Compute: $\arcsin x+ \arctan \frac{\sqrt{1-x^2}}{x}$

Question

$$\arcsin x+ \arctan \frac{\sqrt{1-x^2}}{x}$$ This problem is from my final test for this semester in the third year highschool. I think this should be solved by using Lagrange or Rolle. I computed the derivative for $f(x)$ ,$f(x)$=$\arcsin x+ \arctan \frac{\sqrt{1-x^2}}{x}$ $f'(x)=0; $ Using Rolle we know that $f(a)=f(b) $ where $x\in(a,b)$

Answer 1

This isn't a calculus problem at all; it's trigonometry. If you draw a right triangle, with one leg equal to $x$, and with the hypotenuse equal to $1$, then the other leg will have length $\sqrt{1-x^2}$. Your first term represents the angle opposite the $x$ side, the your second term represents the angle adjacent to it. Those two angles add up to a right angle, i.e., $\pi\over 2$.

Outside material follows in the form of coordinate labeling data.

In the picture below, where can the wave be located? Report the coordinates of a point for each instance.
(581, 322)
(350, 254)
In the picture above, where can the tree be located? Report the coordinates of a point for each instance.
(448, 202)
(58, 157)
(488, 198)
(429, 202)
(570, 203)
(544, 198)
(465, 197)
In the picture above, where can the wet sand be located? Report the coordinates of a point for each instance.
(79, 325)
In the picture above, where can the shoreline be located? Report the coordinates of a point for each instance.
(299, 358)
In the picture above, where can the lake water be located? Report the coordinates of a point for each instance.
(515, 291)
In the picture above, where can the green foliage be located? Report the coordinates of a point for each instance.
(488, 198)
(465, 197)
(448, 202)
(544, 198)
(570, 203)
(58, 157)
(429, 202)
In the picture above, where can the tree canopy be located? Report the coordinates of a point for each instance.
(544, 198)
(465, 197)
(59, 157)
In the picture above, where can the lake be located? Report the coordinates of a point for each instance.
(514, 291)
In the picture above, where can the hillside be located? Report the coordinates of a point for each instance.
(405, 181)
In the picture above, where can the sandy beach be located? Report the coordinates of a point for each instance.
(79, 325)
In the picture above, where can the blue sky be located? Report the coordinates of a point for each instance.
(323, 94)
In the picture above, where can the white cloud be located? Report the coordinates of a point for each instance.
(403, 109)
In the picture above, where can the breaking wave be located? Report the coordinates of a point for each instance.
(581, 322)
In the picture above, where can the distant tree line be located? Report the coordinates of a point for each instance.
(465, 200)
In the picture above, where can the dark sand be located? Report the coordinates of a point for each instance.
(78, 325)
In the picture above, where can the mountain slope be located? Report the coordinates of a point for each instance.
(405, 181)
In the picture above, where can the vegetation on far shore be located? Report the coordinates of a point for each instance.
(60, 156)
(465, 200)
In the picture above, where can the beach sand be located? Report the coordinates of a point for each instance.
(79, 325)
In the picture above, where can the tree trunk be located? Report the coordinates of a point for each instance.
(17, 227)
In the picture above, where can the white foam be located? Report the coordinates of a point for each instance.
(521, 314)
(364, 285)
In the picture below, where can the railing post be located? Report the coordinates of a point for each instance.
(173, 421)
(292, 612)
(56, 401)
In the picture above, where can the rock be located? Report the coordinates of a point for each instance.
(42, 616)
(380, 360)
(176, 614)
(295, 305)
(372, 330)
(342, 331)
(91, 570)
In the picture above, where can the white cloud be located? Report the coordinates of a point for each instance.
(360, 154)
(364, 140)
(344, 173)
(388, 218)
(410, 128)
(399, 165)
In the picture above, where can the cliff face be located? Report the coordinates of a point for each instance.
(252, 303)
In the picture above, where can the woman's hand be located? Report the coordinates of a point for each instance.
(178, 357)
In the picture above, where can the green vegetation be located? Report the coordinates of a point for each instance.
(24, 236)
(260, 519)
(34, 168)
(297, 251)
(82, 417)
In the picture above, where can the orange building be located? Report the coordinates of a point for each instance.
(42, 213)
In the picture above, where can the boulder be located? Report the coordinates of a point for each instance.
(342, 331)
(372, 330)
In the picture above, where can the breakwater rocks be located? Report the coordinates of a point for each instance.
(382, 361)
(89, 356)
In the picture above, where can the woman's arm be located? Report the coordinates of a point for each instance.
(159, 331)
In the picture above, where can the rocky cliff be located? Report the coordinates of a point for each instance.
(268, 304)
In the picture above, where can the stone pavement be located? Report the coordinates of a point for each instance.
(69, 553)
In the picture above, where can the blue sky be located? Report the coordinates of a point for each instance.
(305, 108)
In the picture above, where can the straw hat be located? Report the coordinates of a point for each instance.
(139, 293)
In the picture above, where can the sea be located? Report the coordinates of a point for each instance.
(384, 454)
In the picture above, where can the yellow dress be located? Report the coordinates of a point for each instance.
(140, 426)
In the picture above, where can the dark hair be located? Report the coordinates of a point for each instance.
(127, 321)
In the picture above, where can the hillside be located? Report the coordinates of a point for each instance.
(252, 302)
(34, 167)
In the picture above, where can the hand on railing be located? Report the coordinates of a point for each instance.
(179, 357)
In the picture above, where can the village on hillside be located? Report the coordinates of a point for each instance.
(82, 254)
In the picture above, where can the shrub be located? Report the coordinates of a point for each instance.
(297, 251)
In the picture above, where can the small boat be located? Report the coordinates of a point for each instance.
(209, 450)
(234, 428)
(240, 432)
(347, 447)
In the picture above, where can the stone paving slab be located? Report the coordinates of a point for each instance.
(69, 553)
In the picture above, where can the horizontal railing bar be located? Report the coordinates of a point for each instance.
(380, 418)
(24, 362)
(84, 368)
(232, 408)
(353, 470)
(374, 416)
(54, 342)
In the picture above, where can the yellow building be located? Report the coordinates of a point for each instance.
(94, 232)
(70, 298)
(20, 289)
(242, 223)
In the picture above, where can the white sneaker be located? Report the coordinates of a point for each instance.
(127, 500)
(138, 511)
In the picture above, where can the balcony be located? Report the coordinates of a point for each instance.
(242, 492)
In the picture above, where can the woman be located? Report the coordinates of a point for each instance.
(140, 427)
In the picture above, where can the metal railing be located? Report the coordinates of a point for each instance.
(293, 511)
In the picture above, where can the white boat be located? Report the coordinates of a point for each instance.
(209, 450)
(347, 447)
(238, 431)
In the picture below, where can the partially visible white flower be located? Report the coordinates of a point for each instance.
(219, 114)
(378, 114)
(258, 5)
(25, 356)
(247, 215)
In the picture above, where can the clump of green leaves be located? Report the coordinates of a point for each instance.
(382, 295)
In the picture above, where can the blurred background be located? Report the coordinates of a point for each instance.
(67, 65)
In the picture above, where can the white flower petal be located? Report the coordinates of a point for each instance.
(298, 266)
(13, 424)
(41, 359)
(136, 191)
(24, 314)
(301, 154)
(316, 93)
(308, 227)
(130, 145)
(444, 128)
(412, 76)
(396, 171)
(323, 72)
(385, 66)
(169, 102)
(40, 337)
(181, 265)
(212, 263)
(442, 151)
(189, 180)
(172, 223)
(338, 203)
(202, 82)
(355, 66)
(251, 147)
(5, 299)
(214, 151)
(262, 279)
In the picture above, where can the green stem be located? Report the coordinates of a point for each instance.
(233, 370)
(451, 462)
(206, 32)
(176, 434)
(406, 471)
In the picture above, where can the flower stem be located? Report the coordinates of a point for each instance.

Of course, this analysis assumes that $x$ is the length of a triangle side, which is to say, that $x>0$. To take care of the other possibility, consider that $\arcsin$ and $\arctan$ are both odd functions.

Answer 2

HINT

Recall that by right triangle properties

$$\tan(\arcsin x)=\frac x {\sqrt{1-x^2}}$$

Answer 3

Let $\arcsin x=y\implies x=\sin y,-\dfrac\pi2\le y\le\dfrac\pi2$

$\arctan\dfrac{\sqrt{1-x^2}}x=\arctan(\cot y)=\arctan\left(\left(\dfrac\pi2-y\right)\right)$

$=\begin{cases}\dfrac\pi2-y&\mbox{if } -\dfrac\pi2\le\dfrac\pi2-y\le\dfrac\pi2\iff\pi\ge y\ge0 \\\dfrac\pi2-y-\pi & \mbox{if } y\le0 \end{cases}$